L'éthique a donc été mise au cœur de l'action politique du chef de l'Etat, au cœur de la dynamique de changement social initiée par le Renouveau national. La conviction est établie que cette lutte n'est pas vaine. Il s'agit bien d'une lutte à la fois utile et nécessaire. Cependant, nous devons considérer la situation réelle de notre pays et rappeler le contexte historique dans lequel la lutte contre la corruption s'est intensifiée.
Le Cameroun a vécu pendant deux décennies une situation économique très difficile. Le président Paul Biya est arrivé au pouvoir en 1982. Son prédécesseur avait dit au pays que les finances publiques étaient saines. Mais pour ceux qui suivaient l'actualité économique, à ce moment-là, la situation économique du Cameroun n'était plus bonne. Les indicateurs macroéconomiques indiquaient que nous allions tout droit vers des difficultés. Et ces difficultés se sont précisées quelques années plus tard sous la forme d'une crise de l'endettement extérieur.
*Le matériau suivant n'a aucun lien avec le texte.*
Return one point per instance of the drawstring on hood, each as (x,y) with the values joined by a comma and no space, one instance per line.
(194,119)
Des mesures d'ajustement structurel ont été prises en accord avec le FMI et la Banque mondiale, conformément au consensus de Washington consistant en une batterie de mesures déflationnistes. L'Etat était ainsi contraint de diminuer ses charges, notamment par la diminution des salaires intervenue en janvier et octobre 1993. Certains salaires ont été diminués de 50%, d'autres de 70%. Quelques mois après la deuxième baisse des salaires, intervient l'ajustement monétaire, c'est-à-dire, la dévaluation du Franc Cfa en janvier 1994. La combinaison de ces deux éléments (baisse des salaires et dévaluation du Franc Cfa) a nécessairement rogné le pouvoir d'achat des fonctionnaires et agents de l'Etat, les rendant plus vulnérables aux sollicitations malsaines des uns et des autres. Ceci explique en partie la raison pour laquelle on a assisté à partir des années 1990 à l'augmentation de la corruption.
Le problème qui se pose dans la lutte contre la corruption est qu'il n'y a pas de corrompus sans corrupteurs. C'est une relation binaire, d'où la difficulté que rencontrent les différentes structures mises en place par l'Etat du Cameroun (Chambre des comptes, ANIF, CONAC, etc.) pour traquer les différents acteurs de ces transactions illicites qui se font généralement sans temoins. L'honnêteté intellectuelle nous dicte de saluer l'action courageuse et vigoureuse de l'Etat en la matière : sanctions administratives et pécuniaires diverses, poursuites judiciaires ...
Mais l'Etat ne peut pas tout faire seul. Et c'est là qu'intervient l'aspect éthique de cette lutte qui revêt trois dimensions.
L'éthique personnelle : chacun face à sa conscience, à ses convictions religieuses, spirituelles et morales doit connaître la ligne rouge à ne jamais franchir ; l'éthique professionnelle qui trace les limites entre un comportement licite et illicite pour toute profession et l'éthique sociale, c'est-à-dire ce que la société, dans son ensemble, admet comme normal ou anormal et qui participe donc de la culture du bien public dans une société donnée, à un moment donné du développement historique de celle-ci. Et nous retombons dans les principes fondateurs et moteurs du Renouveau national tels que promus par le président Paul Biya : rigueur et moralisation et dont l'actualité est des plus brûlantes. ».